Même si la ministre LeBel ne s’engage pas à tout réviser dans le présent mandat, il deviendra difficile, tant dans un second mandat que pour un autre parti qui prendrait le pouvoir, d’ignorer les avis recueillis lors des consultations et de mettre de côté le travail amorcé.

Alain Roy, professeur de droit à l’Université de Montréal et président du Comité consultatif sur le droit de la famille qui a remis en 2015 une série de recommandations au gouvernement Couillard, est confiant. «Le gouvernement est visiblement sérieux», dit-il.

Le professeur s’attend à des débats houleux et à voir exposer des paradoxes. La ministre aussi.

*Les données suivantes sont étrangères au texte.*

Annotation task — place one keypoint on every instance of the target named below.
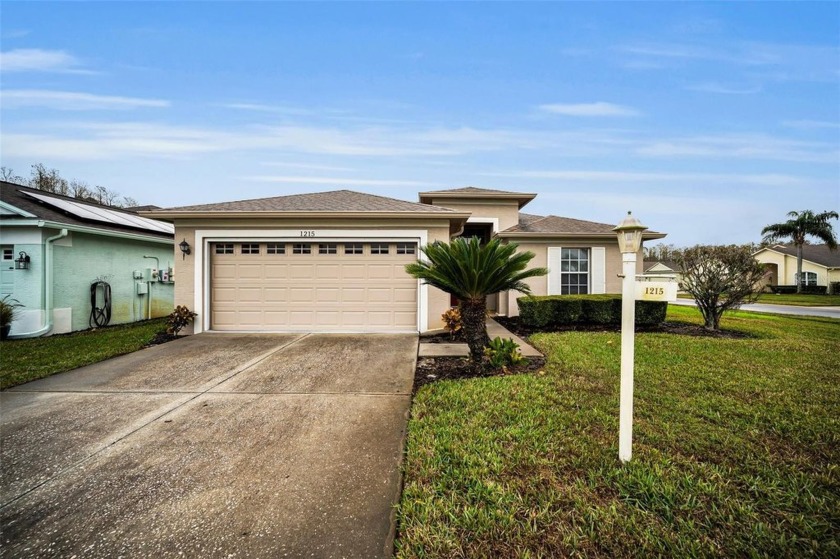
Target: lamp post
(629, 233)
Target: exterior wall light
(185, 248)
(22, 261)
(629, 233)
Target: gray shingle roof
(334, 201)
(819, 254)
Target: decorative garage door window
(354, 248)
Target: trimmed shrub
(535, 312)
(599, 311)
(565, 310)
(650, 313)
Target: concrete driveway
(211, 446)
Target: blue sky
(708, 120)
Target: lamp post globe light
(629, 233)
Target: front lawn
(802, 300)
(736, 450)
(34, 358)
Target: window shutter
(554, 270)
(598, 268)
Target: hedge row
(555, 310)
(810, 289)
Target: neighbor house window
(574, 271)
(354, 248)
(809, 278)
(250, 248)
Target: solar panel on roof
(104, 215)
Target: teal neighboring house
(75, 264)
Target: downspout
(149, 286)
(47, 286)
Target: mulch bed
(433, 369)
(680, 328)
(161, 338)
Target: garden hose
(100, 316)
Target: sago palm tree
(801, 225)
(471, 271)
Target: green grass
(802, 300)
(736, 450)
(34, 358)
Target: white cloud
(588, 109)
(338, 181)
(746, 146)
(40, 60)
(73, 101)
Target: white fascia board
(203, 238)
(89, 230)
(15, 210)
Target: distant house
(335, 261)
(820, 266)
(63, 257)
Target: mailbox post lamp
(629, 233)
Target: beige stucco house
(334, 261)
(820, 265)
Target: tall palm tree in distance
(471, 271)
(801, 225)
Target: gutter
(47, 286)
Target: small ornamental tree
(471, 271)
(720, 278)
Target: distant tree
(802, 225)
(50, 180)
(719, 278)
(7, 174)
(471, 271)
(660, 252)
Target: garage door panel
(361, 292)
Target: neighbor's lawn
(802, 300)
(736, 450)
(34, 358)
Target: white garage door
(342, 286)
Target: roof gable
(336, 201)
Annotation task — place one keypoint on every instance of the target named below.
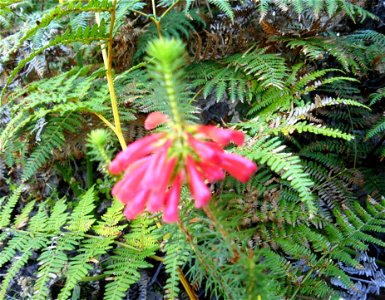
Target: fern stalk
(107, 59)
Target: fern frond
(170, 91)
(79, 265)
(81, 219)
(288, 166)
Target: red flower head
(156, 166)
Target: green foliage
(307, 98)
(56, 232)
(166, 59)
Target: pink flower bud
(126, 188)
(198, 188)
(222, 136)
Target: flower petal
(170, 213)
(211, 171)
(198, 188)
(206, 150)
(222, 136)
(134, 151)
(154, 119)
(128, 185)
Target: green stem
(169, 9)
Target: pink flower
(198, 188)
(170, 213)
(156, 166)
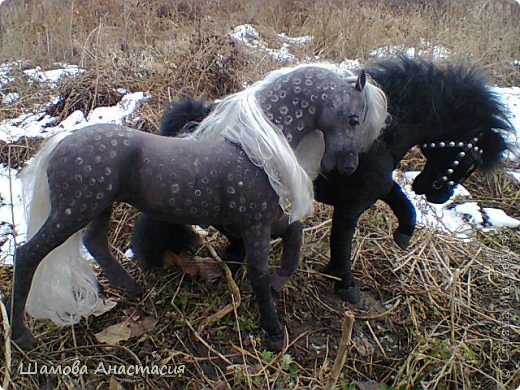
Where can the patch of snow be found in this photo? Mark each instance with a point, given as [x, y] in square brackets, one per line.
[498, 218]
[41, 125]
[247, 36]
[296, 41]
[10, 98]
[119, 113]
[459, 219]
[353, 65]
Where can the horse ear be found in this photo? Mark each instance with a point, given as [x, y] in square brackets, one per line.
[361, 81]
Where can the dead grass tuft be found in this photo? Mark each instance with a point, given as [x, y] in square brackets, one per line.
[443, 314]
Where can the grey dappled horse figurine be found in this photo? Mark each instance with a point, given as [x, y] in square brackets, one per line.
[240, 171]
[448, 110]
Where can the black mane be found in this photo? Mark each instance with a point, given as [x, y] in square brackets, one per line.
[178, 118]
[454, 99]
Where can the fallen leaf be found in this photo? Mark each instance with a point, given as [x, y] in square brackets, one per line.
[183, 261]
[142, 326]
[134, 326]
[114, 334]
[369, 385]
[209, 269]
[103, 306]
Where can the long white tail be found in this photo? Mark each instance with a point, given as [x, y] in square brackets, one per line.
[64, 287]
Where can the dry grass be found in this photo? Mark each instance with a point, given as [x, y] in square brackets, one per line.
[443, 314]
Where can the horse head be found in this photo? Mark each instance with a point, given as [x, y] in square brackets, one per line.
[351, 119]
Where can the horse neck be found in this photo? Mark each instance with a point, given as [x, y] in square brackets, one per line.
[400, 137]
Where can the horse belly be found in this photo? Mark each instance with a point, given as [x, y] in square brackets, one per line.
[215, 184]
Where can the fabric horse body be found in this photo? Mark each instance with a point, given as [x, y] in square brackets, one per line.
[450, 112]
[239, 180]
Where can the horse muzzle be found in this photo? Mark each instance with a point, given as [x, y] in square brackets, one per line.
[345, 163]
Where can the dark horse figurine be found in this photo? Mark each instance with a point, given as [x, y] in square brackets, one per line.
[244, 168]
[448, 111]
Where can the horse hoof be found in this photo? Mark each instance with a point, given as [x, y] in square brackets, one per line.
[350, 294]
[25, 339]
[402, 240]
[329, 270]
[275, 343]
[278, 282]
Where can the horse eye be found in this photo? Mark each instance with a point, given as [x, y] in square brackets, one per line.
[437, 184]
[353, 120]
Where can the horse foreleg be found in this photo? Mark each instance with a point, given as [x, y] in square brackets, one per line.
[27, 259]
[405, 213]
[340, 265]
[95, 239]
[292, 239]
[257, 246]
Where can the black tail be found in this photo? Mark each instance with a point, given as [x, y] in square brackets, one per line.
[183, 116]
[152, 238]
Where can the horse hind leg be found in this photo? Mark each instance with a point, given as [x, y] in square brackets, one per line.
[95, 239]
[257, 240]
[292, 239]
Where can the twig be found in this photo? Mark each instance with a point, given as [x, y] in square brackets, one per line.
[7, 344]
[346, 335]
[235, 292]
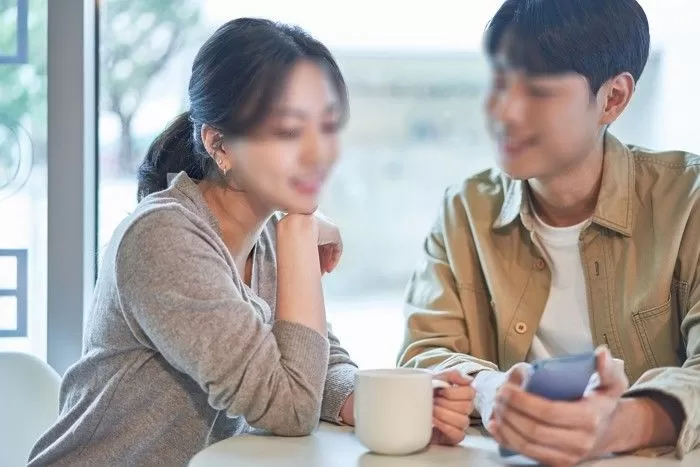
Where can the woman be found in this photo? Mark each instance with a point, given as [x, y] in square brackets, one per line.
[208, 318]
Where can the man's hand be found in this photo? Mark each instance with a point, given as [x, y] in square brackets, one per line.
[451, 408]
[558, 433]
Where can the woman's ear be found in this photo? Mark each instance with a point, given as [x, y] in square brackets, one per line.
[213, 142]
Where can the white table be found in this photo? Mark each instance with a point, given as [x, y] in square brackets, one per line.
[333, 446]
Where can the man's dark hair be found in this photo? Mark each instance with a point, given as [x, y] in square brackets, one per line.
[597, 39]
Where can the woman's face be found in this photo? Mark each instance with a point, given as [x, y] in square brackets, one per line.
[284, 164]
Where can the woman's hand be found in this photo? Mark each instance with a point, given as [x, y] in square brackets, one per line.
[330, 244]
[451, 408]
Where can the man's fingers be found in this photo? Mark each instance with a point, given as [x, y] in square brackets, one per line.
[454, 377]
[518, 374]
[460, 406]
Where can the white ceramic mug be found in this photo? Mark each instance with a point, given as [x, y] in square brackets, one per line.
[394, 409]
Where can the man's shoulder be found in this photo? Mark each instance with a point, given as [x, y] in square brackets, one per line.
[666, 172]
[665, 161]
[485, 190]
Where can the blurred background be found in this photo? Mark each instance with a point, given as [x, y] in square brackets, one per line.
[417, 79]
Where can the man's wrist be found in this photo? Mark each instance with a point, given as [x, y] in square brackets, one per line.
[641, 422]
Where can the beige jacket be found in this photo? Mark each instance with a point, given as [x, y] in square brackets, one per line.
[476, 299]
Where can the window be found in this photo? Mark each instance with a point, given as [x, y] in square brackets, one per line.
[416, 76]
[23, 187]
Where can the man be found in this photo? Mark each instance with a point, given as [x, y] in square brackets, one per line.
[578, 243]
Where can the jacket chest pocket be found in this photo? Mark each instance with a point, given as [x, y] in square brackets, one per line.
[658, 331]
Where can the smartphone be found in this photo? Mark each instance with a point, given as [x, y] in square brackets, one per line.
[559, 379]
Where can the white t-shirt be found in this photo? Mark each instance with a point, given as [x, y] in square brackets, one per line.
[565, 326]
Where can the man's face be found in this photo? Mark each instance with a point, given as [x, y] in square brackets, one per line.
[543, 124]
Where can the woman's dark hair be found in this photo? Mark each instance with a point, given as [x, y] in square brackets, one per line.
[237, 77]
[597, 39]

«Je suis consciente que réformer le droit de la famille apportera des bouleversements dans plusieurs aspects de la vie conjugale et familiale, c’est un sujet qui nous touche tous et qui est très émotif», a-t-elle affirmé lors d’une conférence de presse annonçant les consultations régionales.

Selon Alain Roy, le gouvernement doit aller de l’avant même si le dossier est très complexe et touche des cordes sensibles.

Si le Québec a réussi à discuter de l’aide médicale à mourir et à adopter une loi sur les soins de fin de vie — sujet fort complexe et émotif aussi —, il estime qu’il peut mener à bien une réforme du droit de la famille qui collera mieux aux valeurs d’autonomie et de liberté des Québécois et aux normes sociales d’aujourd’hui.

«Il faut mettre de côté nos repères du passé. Il faut avoir nos filles en tête et non nos mères».